The internet, as it is wont to do, got itself in something of a kerfuffle this week with the revelation (if you can call it that) that Street Fighter V character R. Mika’s butt-smacking taunt had been toned-down somewhat. To quote Street Fighter boss Yoshinoro Ono, “Those changes came up internally. We decided to remove that because we want the biggest possible number of people to play, and we don’t want to have something in the game that might make someone uncomfortable.” Take a look at commentary on this topic, however, and the usual cries of censorship and stifling creative freedom come up again and again. They are completely unfounded. I’m not saying this as an opinion, I’m saying this as a fact.
Street Fighter V is a creative work that is still in development. If the work’s creators decide they want to change elements of it before it reaches market, that is their prerogative. To not do that would be stifling creative freedom. To not do that would be censorship.
As for the censorship of R. Mika herself as a character, let’s look at the facts. She’s a female wrestler with a cup size that defies belief, wearing an incredibly low-cut top and ass-less pants. There’s little getting around the fact that her outfit is ludicrous, but let’s put that aside for a moment – it’s a trope of fighting games that hasn’t shaken in several decades and likely won’t start soon. However to say that she herself has been somehow censored just isn’t true.
Secondly, let’s look at the animation in question. A lot of the supposed furor is to do with the fact that R. Mika should be able to behave as she pleases, and not allowing her to slap her ass is somehow a violation of that freedom. What a lot of people seem to miss in this is that R. Mika is not a person, she’s been designed. She doesn’t have a ‘right’ to behave the way she pleases, a group of developers are creating that behavior from the ground up. Even more interestingly, if you compare the old and new cuts of it, you can see that it actually hasn’t changed at all. What’s really changed is that the camera now no longer swoops down between her legs to look up at her butt while she’s slapping it.
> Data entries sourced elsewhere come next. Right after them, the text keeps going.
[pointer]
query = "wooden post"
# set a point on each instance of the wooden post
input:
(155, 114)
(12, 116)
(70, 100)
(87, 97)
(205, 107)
I’m not going to debate the merits of slapping one’s butt. I’ll leave that to the experts. However forcing the camera to take a money shot of her crotch before she performs her super is not only objectifying but also just…. really lame. Creating a sexualised character is one thing – and again, I’m not here to debate that point – but forcing the camera into deliberately pervy positions is something else entirely, and we’ve seen too much of it recently in otherwise excellent games like Bayonetta 2 and Metal Gear Solid V. Gamers are not primarily teenage boys anymore, and in 2015 this kind of thing comes off as childish and tiresome. Capcom made the right choice. This shouldn’t be a debate any more.